There is considerable variation in what data science education actually entails, and, by extension, variation in how undergraduate programs prepare students for data-intensive careers. Experts question whether it is possible to adequately train students at the undergraduate level in all areas of data science, which includes computer science, statistics, and a domain, plus ethics and other “soft skills” (Irizarry, 2020). Early adopters of undergraduate data science degree programs dedicate considerable coursework to statistics and computer science, with little consideration for domain-specific education, ethics, areas of communication, workflows, and reproducibility practices; moreover, the academic unit administering the degree program significantly influences the courseload distribution of computer science and statistics/mathematics courses (Anonymous, 2021).
Conceptual Framework
The National Center for Postsecondary Improvement (NCPI) market taxonomy can be helpful for elucidation of social and market forces in higher education influencing curricula decision-making. The NCPI market taxonomy demonstrates that institutional characteristics, such as completion rates, rankings, market prices, and demographic profiles, may be used to predict adoption of new curricula (Zemsky & Shaman, 2017).

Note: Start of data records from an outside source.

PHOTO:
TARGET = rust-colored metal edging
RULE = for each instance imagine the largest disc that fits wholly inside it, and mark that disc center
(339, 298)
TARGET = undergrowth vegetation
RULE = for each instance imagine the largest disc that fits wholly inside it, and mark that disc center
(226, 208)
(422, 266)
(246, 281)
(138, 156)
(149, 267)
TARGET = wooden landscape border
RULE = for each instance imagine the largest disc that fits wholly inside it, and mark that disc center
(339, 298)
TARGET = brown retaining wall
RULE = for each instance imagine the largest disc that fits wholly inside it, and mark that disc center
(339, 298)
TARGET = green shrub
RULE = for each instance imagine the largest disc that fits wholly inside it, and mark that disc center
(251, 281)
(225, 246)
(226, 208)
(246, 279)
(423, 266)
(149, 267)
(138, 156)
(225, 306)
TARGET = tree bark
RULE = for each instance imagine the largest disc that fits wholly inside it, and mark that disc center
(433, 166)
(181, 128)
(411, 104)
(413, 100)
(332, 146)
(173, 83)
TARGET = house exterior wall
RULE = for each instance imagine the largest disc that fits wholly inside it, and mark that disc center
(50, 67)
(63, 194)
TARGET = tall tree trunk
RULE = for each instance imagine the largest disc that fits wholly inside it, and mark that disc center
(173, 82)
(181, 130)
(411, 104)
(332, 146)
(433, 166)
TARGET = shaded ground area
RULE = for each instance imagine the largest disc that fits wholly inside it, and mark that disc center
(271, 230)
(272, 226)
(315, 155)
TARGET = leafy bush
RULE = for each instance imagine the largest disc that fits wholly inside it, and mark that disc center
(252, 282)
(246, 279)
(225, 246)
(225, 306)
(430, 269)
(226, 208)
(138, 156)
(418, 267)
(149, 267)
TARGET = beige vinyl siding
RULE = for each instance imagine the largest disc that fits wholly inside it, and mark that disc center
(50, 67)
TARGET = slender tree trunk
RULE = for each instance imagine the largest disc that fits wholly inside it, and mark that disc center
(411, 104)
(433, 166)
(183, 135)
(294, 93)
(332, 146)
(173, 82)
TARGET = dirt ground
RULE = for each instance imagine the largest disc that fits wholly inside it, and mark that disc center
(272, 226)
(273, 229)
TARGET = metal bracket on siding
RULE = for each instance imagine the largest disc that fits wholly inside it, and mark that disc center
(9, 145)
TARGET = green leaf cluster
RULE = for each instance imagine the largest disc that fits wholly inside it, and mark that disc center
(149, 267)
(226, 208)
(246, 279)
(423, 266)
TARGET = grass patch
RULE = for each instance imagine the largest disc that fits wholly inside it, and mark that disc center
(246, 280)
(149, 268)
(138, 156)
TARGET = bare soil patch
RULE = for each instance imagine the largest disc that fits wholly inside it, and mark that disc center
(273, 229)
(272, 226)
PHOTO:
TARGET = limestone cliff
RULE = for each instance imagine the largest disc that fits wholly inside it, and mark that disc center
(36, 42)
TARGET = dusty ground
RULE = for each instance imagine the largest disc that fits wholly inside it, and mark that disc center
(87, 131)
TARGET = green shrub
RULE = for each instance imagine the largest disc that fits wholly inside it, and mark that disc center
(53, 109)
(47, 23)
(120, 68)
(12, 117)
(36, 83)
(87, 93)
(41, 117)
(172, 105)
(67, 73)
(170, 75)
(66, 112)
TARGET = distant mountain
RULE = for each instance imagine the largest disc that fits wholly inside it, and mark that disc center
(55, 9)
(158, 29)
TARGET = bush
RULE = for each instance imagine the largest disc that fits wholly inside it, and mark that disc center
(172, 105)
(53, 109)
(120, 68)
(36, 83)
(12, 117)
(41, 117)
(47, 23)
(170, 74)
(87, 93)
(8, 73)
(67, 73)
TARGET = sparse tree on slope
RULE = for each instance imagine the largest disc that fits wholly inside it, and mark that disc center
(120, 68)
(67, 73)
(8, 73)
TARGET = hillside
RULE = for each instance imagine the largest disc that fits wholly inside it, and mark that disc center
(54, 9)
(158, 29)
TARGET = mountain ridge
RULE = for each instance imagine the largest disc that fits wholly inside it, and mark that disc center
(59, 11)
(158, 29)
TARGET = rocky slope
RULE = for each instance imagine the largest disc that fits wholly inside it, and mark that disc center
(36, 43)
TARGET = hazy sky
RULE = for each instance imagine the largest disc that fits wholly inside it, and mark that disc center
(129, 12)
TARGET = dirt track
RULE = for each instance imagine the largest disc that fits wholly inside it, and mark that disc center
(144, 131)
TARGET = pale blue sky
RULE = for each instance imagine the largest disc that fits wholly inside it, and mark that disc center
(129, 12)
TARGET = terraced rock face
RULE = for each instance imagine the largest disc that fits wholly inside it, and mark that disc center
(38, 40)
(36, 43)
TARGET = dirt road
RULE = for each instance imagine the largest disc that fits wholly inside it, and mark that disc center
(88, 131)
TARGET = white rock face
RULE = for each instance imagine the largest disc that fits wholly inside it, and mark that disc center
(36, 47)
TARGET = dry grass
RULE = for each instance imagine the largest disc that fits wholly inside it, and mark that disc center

According to the taxonomy, institutions with less market power are under pressure to react swiftly to changes in consumer, i.e., student, preferences (Zemsky et al., 2005).
Data and Methods
I investigate the institutional characteristics of adopters of undergraduate data science degree programs through traditional regression methods and machine learning. Empirically, I draw on the Carnegie Classification of Institutions of Higher Education to select R1 and R2 doctoral universities and liberal arts colleges. I employ NCES data, specifically, the Integrated Postsecondary Education Data System (IPEDS)—a rich source of institutional variables—to construct a data set and include variables to measure market segment. I apply traditional regression methods, specifically, logistic regression, with a priori theory to set up testable hypotheses for what institutional variables are associated with adopters of undergraduate data science degree programs. I then use machine learning methods, including logistic regression with cross-validation, random forest analysis, and k-means clustering.
Forthcoming Findings
Applying traditional logistic regression methods gives a trend description and analysis of conditions. I project future developments by utilizing machine learning methods to attempt to better understand the types of institutions that will adopt undergraduate data science degree programs. Analyses will provide insight for the evaluation and selection of alternatives for higher education institutional offerings. This work affords understanding similar trends in other academic fields of study and ties into discussions on the value of a liberal arts education.